No, not true but honest

Francis Bacon went in pursuit of the truth. Socrates was less presumptuous. In fact, it seems to me that Bacon might not have really understood many of these ancient thinkers, though it is fascinating that even some of the idols (false images held by the mind that impede learning) were acknowledged by his predecessors. I still need to do a lot more reading before I figure out where all of these ideas stand in relation to each other, but today I am interested in how truth, along with other virtues or (and here I paraphrase Maxwell yet again) "good things", can be exaggerated - and become their opposite.
I think the best response to a truth zealot is to take the honest stance.
But now that I think about it, this is not what I originally wanted to write about.
I wanted to write about how rare it is to encounter honesty, and how liberating it is. Some people say that animals are more honest listeners than man. Well, this may be true, but sometimes it is important to hear someone share their honest view. A friend of mine said today: the difficult things that happen to us are necessary for us; if something difficult happens, we need to think of something positive. Then, she explained examples of the things that get her down - and lo and behold, these were things I could relate to.

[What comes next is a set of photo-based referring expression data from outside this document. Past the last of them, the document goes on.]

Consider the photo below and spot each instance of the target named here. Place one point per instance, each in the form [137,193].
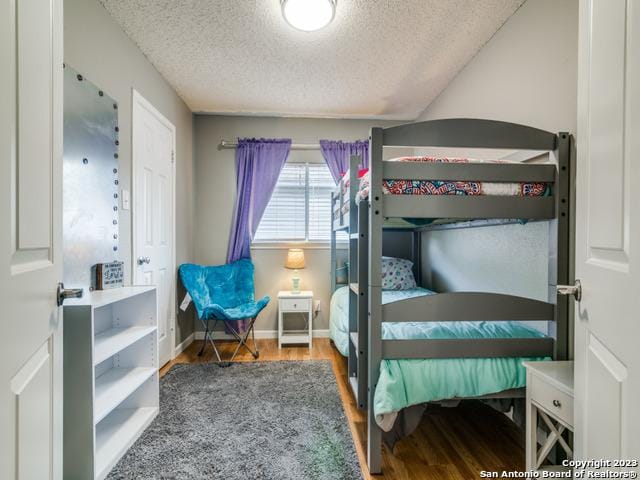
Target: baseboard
[185,343]
[262,334]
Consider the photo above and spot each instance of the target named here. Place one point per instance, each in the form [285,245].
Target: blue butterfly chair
[224,294]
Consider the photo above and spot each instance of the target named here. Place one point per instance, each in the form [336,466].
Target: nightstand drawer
[295,304]
[556,402]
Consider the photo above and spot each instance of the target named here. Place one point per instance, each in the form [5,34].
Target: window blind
[300,207]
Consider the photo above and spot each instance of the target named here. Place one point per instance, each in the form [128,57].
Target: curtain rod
[294,146]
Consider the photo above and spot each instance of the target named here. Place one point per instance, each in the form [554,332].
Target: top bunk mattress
[446,187]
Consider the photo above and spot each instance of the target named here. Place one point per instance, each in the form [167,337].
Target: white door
[30,239]
[607,333]
[153,141]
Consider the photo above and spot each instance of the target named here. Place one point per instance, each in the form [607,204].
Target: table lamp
[295,261]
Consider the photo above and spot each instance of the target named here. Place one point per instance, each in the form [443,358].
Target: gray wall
[215,196]
[96,46]
[527,73]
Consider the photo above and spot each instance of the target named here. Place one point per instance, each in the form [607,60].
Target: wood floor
[450,443]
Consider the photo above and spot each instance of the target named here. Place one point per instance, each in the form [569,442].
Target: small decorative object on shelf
[107,275]
[295,261]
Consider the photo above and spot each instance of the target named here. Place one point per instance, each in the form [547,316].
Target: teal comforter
[403,383]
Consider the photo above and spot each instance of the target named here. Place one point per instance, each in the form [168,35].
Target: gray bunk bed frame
[365,223]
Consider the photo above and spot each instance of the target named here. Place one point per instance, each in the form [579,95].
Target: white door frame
[138,101]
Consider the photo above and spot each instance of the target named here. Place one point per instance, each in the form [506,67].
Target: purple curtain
[337,153]
[258,165]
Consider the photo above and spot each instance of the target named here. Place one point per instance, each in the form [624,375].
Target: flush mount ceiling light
[308,15]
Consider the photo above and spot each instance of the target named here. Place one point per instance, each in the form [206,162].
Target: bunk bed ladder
[560,254]
[374,320]
[357,380]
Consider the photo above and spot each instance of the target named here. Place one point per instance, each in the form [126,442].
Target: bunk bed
[392,337]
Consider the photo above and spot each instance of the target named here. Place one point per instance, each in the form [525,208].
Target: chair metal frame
[242,340]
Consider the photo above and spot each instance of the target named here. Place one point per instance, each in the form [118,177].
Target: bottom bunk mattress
[404,383]
[339,312]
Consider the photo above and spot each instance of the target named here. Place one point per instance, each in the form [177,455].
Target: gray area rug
[261,420]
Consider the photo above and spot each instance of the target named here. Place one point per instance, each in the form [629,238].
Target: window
[300,207]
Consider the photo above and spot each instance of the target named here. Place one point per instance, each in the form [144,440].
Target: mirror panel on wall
[90,180]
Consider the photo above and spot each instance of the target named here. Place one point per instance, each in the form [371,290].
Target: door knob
[575,290]
[64,293]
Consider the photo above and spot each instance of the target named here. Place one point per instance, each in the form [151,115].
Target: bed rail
[467,306]
[486,172]
[469,133]
[468,207]
[467,348]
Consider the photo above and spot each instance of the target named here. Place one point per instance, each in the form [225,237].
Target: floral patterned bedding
[447,187]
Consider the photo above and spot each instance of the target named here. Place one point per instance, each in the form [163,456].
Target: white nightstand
[295,303]
[549,397]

They had to do with how hard it can be if people around one want to provoke arguments or how to handle a situation when a misunderstanding arises, and as a result, one must bear someone else's anger - the point of this latter example being that there is often a lack of trust and good faith among people.
I think what I am writing here is that the truth is only liberating if it is honest. Because the honesty, if issued from man, will always bear some imperfection, as man is flawed. As for other truths - so many religions and many philosophies agree the "pure heart" has the best vision.
The story to illustrate this point is the one about the flies and the bees. In a room filled with rubbish and one flower, the bee flies straight for the flower. In a room filled with flowers, and a bit of rubbish, the fly goes straight for the rubbish, disregarding the flowers.